TEDDY RIDES AGAIN – STOP #6
The next stop is quite different from most of the others. It is about 2.2 miles south of the “Pheasants on the Prairie” and honors the inventor of the National Park System in the United States. This is more like a giant wire sculpture of Teddy Roosevelt. Erected in 1993 out of well pipes, it is 51 feet tall and weighs over 9000 pounds. This little park also includes a small wooden stage coach being pulled by horses.
THE TIN FAMILY – STOP #7
The last big stop on the road to Regent is the Tin Family. It is about 3.4 miles south of “Teddy Rides Again” and can be seen for a distance before you get there. This one has a Dad, a Mom and a son. The Dad is 45 feet tall, the Mom is 44 feet tall and the boy is 23 feet tall. Mr. Greff used farm tanks, telephone poles, barbed wire and augers to make these, the first of his sculptures.
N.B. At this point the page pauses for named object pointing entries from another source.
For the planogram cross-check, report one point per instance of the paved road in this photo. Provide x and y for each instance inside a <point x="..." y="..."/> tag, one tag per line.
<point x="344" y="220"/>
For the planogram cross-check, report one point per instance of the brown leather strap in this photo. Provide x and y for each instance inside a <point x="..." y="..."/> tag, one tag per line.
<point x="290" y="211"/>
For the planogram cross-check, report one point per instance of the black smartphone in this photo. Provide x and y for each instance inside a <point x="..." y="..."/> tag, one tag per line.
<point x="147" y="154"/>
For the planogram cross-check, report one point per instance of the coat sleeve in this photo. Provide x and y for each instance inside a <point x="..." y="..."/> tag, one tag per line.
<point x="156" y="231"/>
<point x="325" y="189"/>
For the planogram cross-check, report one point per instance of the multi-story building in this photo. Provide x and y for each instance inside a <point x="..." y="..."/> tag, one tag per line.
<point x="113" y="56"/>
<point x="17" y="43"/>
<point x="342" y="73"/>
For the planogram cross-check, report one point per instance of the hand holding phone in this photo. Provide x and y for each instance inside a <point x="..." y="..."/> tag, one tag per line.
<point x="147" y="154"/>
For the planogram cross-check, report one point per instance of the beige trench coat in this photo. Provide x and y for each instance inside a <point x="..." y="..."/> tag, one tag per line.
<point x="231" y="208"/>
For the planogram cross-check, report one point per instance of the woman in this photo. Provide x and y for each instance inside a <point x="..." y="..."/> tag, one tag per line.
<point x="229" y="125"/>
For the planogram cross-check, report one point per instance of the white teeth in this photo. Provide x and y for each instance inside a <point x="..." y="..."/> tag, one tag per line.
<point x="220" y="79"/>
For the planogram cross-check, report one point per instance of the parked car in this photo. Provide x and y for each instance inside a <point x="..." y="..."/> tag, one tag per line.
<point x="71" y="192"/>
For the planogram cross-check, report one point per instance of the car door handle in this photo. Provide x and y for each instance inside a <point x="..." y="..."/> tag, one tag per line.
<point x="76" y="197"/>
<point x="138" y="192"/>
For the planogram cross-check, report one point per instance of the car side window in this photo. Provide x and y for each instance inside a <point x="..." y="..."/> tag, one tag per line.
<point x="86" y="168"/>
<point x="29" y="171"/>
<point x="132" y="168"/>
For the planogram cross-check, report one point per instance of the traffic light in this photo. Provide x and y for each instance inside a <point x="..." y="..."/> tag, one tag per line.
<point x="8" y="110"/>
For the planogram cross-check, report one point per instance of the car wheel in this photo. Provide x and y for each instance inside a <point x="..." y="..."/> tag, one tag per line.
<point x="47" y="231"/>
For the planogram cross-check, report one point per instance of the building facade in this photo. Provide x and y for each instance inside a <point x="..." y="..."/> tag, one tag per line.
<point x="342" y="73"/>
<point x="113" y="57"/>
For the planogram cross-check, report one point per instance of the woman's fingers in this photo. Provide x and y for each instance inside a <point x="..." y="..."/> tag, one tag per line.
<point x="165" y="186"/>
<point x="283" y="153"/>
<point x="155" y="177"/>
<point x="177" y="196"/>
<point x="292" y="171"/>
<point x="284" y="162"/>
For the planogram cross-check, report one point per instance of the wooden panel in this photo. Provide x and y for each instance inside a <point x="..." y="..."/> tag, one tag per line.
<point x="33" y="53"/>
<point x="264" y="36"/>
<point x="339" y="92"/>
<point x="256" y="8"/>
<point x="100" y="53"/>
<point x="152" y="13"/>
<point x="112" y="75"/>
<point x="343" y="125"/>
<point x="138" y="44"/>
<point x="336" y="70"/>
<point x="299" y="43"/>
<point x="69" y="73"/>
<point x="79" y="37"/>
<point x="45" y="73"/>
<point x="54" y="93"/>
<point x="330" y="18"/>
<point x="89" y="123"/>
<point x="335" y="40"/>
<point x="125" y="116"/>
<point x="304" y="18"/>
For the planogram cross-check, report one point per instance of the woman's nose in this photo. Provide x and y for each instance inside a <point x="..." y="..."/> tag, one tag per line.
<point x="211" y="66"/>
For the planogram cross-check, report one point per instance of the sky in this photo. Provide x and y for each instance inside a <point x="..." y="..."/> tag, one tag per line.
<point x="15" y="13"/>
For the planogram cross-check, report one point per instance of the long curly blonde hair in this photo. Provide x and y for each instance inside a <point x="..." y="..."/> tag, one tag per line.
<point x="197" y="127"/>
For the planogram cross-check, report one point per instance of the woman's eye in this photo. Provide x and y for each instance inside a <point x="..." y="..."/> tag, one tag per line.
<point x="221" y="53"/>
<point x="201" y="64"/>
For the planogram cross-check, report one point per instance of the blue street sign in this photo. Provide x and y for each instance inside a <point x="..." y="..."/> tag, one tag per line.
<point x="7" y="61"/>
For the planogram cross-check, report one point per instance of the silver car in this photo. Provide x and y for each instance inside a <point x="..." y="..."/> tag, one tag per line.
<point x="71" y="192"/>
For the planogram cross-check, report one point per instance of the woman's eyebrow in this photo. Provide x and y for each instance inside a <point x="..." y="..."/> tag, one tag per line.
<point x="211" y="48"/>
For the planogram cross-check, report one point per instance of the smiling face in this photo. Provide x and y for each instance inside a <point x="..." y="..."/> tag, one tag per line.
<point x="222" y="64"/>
As can be seen in the photo above, each of the sites has an informative kiosk that notes the name of the work, notes the names of donors and other information.
REGENT, NORTH DAKOTA – STOP #8
Continuing south from the Tin Family about 1.9 miles you pull into the small town of Regent. Though we arrived around lunch time on a Tuesday (April 2), the town was pretty much dead. There was a gas station (and believe me…you better fill up here!!) and a small grocery store. We inquired about cafes and there were two and both were closed. Even the Enchanted Highway Visitor Center was closed. Off season I guess.
After filling up with gas, we meandered our way to the end of Main Street to see the Enchanted Castle Hotel, which was apparently built from an old school. We didn’t have time to stop there as we continued to head south.
The Enchanted Highway makes for a great diversionary trip, especially if you plan to head south to Mt. Rushmore and the Black Hills. Definitely one of the Dream Places!!